The Union-Find bucket layout is custom: the inline three-slot tail amortises the common case where a DSU group has
at most three members, and overflow spills to the heap via list_ptr. The shape matches the empirical group sizes
ResourceConstraintBuilder produces, which rarely group more than three ops together.
Six-Phase State Machine
void schedule_solve_body(Schedule *schedule,
uint64_t raw_value,
Operation *consumer) {
// Phase 1: init. Construct five tables and the ready-queue staging vector.
DenseMap sched_info = dense_map_create(/*bucket_stride=*/40);
DenseMap filter_map = dense_map_create(/*bucket_stride=*/16);
DenseMap parent_map = dense_map_create(/*bucket_stride=*/16);
DenseMap op_to_owner = dense_map_create(/*bucket_stride=*/16);
UfBuckets uf = uf_buckets_create(/*bucket_stride=*/72);
SmallVector<Operation *, 0> ready_queue = {};
uf_seed_from_constraint_dsu(&uf, /*src=*/schedule->dsu_at_0x70);
// Phase 2: topo prep. Stamp parentMap[op] = leader for every op.
for (Operation *op : schedule_ops_topological(schedule)) {
ConstraintSlot *slot = sub_94A550(schedule, op);
parent_map_set(&parent_map, op, slot->leader);
}
// Phase 3: generator dispatch. Cheap placement driver runs first.

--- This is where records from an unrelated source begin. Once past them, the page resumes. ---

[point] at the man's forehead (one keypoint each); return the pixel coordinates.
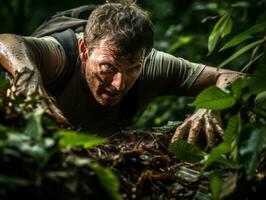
(115, 52)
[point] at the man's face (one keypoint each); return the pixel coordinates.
(109, 77)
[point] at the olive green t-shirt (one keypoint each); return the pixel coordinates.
(162, 74)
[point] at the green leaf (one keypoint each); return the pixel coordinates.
(213, 98)
(229, 186)
(238, 86)
(251, 150)
(216, 156)
(227, 26)
(240, 52)
(186, 152)
(257, 82)
(108, 180)
(231, 130)
(216, 183)
(222, 28)
(4, 84)
(183, 40)
(68, 139)
(34, 127)
(244, 35)
(13, 182)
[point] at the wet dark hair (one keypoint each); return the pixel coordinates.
(125, 25)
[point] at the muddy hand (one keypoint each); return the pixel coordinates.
(203, 123)
(28, 84)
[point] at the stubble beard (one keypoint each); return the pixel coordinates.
(96, 87)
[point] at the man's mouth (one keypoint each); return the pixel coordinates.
(111, 93)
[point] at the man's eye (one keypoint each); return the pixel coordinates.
(135, 69)
(109, 68)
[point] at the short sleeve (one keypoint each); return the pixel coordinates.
(164, 74)
(50, 57)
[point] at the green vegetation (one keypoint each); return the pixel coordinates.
(36, 152)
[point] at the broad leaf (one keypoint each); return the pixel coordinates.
(216, 183)
(238, 86)
(68, 139)
(231, 130)
(186, 152)
(108, 180)
(257, 83)
(216, 156)
(244, 35)
(213, 98)
(240, 52)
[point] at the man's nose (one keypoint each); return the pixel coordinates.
(118, 81)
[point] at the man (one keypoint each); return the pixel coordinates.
(114, 73)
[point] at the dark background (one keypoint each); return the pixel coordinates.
(182, 28)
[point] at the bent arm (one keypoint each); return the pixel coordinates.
(20, 54)
(15, 55)
(214, 76)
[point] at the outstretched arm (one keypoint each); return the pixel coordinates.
(204, 121)
(19, 59)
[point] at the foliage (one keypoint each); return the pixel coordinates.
(244, 144)
(34, 142)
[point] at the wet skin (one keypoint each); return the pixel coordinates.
(108, 76)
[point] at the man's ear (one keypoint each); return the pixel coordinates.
(83, 50)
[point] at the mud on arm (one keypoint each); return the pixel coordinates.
(18, 58)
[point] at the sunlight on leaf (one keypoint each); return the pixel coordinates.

if (sub_981D50(schedule, &sched_info, &parent_map, &op_to_owner)) {
goto finalize;
}
// Phase 4: cost-based fallback. CostBasedScheduleGenerator with pre-warmed UF.
if (cost_based_schedule_generator(schedule,
&sched_info,
&parent_map,
&op_to_owner,
&uf,
/*cmp=*/sub_8F7900,
/*sort=*/sub_8F7EF0)) {
goto finalize;
}
// Phase 5: zero-producers fallback. Trivial Pipe_ flavour-A schedule.
sub_8E9450(schedule, raw_value, /*producers=*/NULL, /*n_producers=*/0,
/*consumers=*/&consumer, /*n_consumers=*/1);
schedule->flags |= 4u; // mark trivial-fallback exit
finalize:
// Phase 6: materialise Op.start and Op.stage per op, then free everything.
for (Operation *op : schedule_ops(schedule)) {
SchedInfoRow *row = dense_map_find(&sched_info, op);
op->stage = row->stage;
op->start = row->order;
}
dense_map_destroy(&sched_info); // sub_4560420 — bucket slab
dense_map_destroy(&filter_map); // sub_4560420
dense_map_destroy(&parent_map); // sub_4560420
dense_map_destroy(&op_to_owner); // sub_4560420
uf_buckets_destroy(&uf); // sub_4560420 per overflow tail + slab
}
The eight distinct sub_4560420 aligned-free sites in the finalize phase match the four DenseMap bucket
slabs, the UF bucket slab, the UF per-bucket overflow tails, and two scratch SmallVector tails. An inline-vs-heap
check on the SSO capacity word guards every free so the deallocator never runs on stack-resident storage.
Comparator and Heap-Sort
sub_8F7900 is the lexicographic (stage, order) comparator. It reads schedInfo[op].stage first and tie-breaks
on schedInfo[op].order. No resource row enters the comparison — ResourceConstraintBuilder already consulted the
RRT upstream. sub_8F7EF0 is a textbook libc++ __push_heap / __pop_heap pair operating on the 24-strided Op*
ready-queue vector. Both functions appear only in phase 4; phase 3's generator dispatch uses its own internal
ordering driven by the constraint-graph topology.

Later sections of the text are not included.